Alzheimer's disease-related presenilin 1 M146L mutation disrupts SERCA2a regulation and increases propensity of Ca waves in ventricular cardiomyocytes.

Abstract

Presenilin 1 (PS1) is a transmembrane protein expressed in the endoplasmic reticulum (ER) of different cell types. It has been shown that Ca mishandling due to PS1 mutations contributes to the Alzheimer's disease (AD)-related neurodegeneration. PS1 is also expressed in the heart. Several clinical studies revealed that PS1 mutations are associated with cardiomyopathies. We previously showed that PS1 interacts with the cardiac ER Ca ATPase (SERCA2a) and regulates its function. Here, we studied the role of AD-related PS1M146L mutation in regulation of intracellular Ca homeostasis. Fluorescent resonance energy transfer (FRET) experiments in HEK293 cells transfected with fluorescently labeled SERCA2a and PS1M146L revealed that the mutation does not disrupt the interaction between these two proteins. Measurements of SERCA2a-mediated Ca transport showed that at low ER Ca loads ([Ca]ER≤0.15 mM), both PS1WT and PS1M146L enhance ER Ca uptake by a similar level (∼40%) compared to control (no PS1 expression).

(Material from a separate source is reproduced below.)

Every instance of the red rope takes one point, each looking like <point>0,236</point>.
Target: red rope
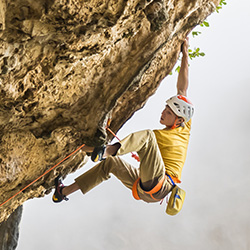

At high ER Ca loads ([Ca]ER≥0.35 mM), however, PS1WT reduced ER Ca uptake and ER Ca load, whereas PS1M146L was less effective in regulating SERCA2a function. We used in vivo gene delivery in mouse cardiac wall to study the effect of PS1WT and PS1M146L overexpression on Ca regulation in ventricular myocytes. We found that both PS1WT and PS1M146L localized predominantly at the sarcoplasmic reticulum. Analysis of cytosolic Ca dynamics revealed that PS1WT overexpression in cardiomyocytes increases diastolic Ca and decreases Ca transient amplitudes. In contrast, PS1M146L expression increased propensity of spontaneous Ca waves. These results illustrate that the lack of SERCA2a regulation by PS1M146L at high ER Ca loads can lead to ER Ca overload and Ca waves. These defects in Ca regulation might contribute to the onset of cardiomyopathies in patients with PS1 mutations.